We aim at presenting new ideas of individuality and bring back dignity and true freedom to the youth.
“Love is the flower you’ve got to let grow” – John Lennon
WORDS: TRYBE COLLECTIVE
“Like Flowers Grow” is an ongoing project and expression of queer identity and visibility in Zimbabwe by Zimbabwean 21-year old’s Seth Jordan & Comfo Mo Czalo in collaboration with TRYBE Collective. Photographed by Comfo Mo Czalo (a member of TRYBE Collective) with muse Seth Jordan, this project aims at capturing and documenting the stories of queer and gender non- conforming youth in Zimbabwe. We wish to expose and reinterpret the current narrative of fear that has been associated with being queer, through art, fashion and photography. Furthermore, we aim at presenting new ideas of individuality and bring back dignity and true freedom to the youth.

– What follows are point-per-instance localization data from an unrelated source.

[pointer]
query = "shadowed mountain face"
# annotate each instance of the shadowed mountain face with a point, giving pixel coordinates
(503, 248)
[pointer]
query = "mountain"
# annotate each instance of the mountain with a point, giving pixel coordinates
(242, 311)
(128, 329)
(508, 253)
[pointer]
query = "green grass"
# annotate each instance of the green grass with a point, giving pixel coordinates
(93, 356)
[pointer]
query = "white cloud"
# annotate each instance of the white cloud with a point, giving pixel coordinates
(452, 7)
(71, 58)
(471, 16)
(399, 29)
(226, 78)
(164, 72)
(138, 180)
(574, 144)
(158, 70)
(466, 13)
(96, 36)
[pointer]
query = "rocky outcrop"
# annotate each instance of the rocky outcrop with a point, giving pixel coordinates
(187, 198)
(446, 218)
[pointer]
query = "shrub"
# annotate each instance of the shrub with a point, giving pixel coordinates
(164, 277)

TRYBE collective is a conscious creative collective started in Cape Town in 2017, by founders Ashley Smith, Babalwa Tom and Jesse Goosen. We aim at working in action to inspire revolution through artistic expression and multidisciplinary collaborations. Such collaborations across fields, genres and even countries is the future of art & cultural dialogue, as cultures inform each other.
This collaboration is the genesis of new queer content and queer history in the Zimbabwean context. It goes without saying that such open defiance of the status quo comes with resistance from the powers-that-be and the communities at large. This is the part art plays in creating a safe space for dialogue and restoration of human rights and legitimacy to the queer body.

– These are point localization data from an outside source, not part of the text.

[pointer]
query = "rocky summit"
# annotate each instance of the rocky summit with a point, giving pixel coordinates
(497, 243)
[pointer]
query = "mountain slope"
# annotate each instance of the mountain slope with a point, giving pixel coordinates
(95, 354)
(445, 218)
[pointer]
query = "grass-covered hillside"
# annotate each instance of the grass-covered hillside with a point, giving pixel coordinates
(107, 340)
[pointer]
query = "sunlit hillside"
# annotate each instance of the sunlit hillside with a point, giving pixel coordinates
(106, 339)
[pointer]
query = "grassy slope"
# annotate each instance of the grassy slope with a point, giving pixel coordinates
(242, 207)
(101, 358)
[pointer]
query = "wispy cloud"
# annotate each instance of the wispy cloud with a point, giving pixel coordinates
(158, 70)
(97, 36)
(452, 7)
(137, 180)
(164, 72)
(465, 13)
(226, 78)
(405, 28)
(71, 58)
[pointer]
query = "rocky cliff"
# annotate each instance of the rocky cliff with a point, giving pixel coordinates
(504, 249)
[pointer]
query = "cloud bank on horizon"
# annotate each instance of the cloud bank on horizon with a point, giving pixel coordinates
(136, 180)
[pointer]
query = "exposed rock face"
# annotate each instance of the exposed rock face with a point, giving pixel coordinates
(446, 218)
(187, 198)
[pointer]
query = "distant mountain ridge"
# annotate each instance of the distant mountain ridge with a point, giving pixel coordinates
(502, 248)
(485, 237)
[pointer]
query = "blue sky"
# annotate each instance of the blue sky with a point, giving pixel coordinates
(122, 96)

“What makes our work so powerful is that we are Zimbabwean queer bodies photographing and reimaging our identities through fashion in Zimbabwe. This completely shifts the notion that being gay or queer is un-Zimbabwean, which is still an opinion held by many. Seth and my work is the beginning of queer literature, our generation is evolving and is becoming exposed to new ideas of identity we need our own healthy internal dialogue!”, Comfo writes.

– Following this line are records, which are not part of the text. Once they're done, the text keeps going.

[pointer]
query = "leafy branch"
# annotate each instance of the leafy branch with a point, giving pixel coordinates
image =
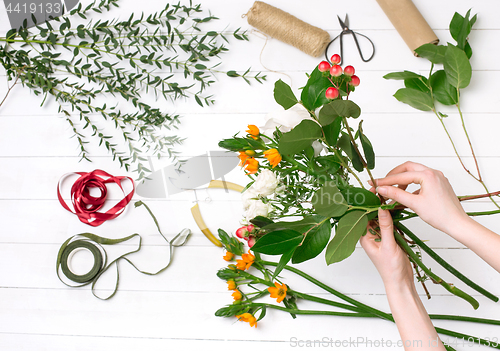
(108, 68)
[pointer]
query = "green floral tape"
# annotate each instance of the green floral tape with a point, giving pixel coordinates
(66, 257)
(93, 243)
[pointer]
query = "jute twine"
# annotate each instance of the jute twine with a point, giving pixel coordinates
(288, 29)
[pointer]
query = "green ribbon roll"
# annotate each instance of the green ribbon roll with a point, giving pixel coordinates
(93, 243)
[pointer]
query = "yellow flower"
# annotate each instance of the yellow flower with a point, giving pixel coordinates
(248, 317)
(228, 256)
(251, 165)
(236, 295)
(245, 262)
(253, 131)
(273, 156)
(278, 292)
(231, 285)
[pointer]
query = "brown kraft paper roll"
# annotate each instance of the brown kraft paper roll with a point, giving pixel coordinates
(409, 23)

In an interview with Seth, they revealed to us some of the challenges they face living as a genderless queer body in Zimbabwe. “Queer Africans, wanderers all alone on the road to self-discovery and self-acceptance. Living authentically is nothing but a daydream for many. The patriarchal system sees this as an act of rebellion”, they say. “In Africa they prefer “queer” anything not to be seen, heard or normalized”.
In conclusion, we can only hope for the awareness such content will bring. Our only assurance of true freedom is that this awareness will permeate from the internet to the real world we live, love and walk in. We will rise from this arid ground like flowers grow.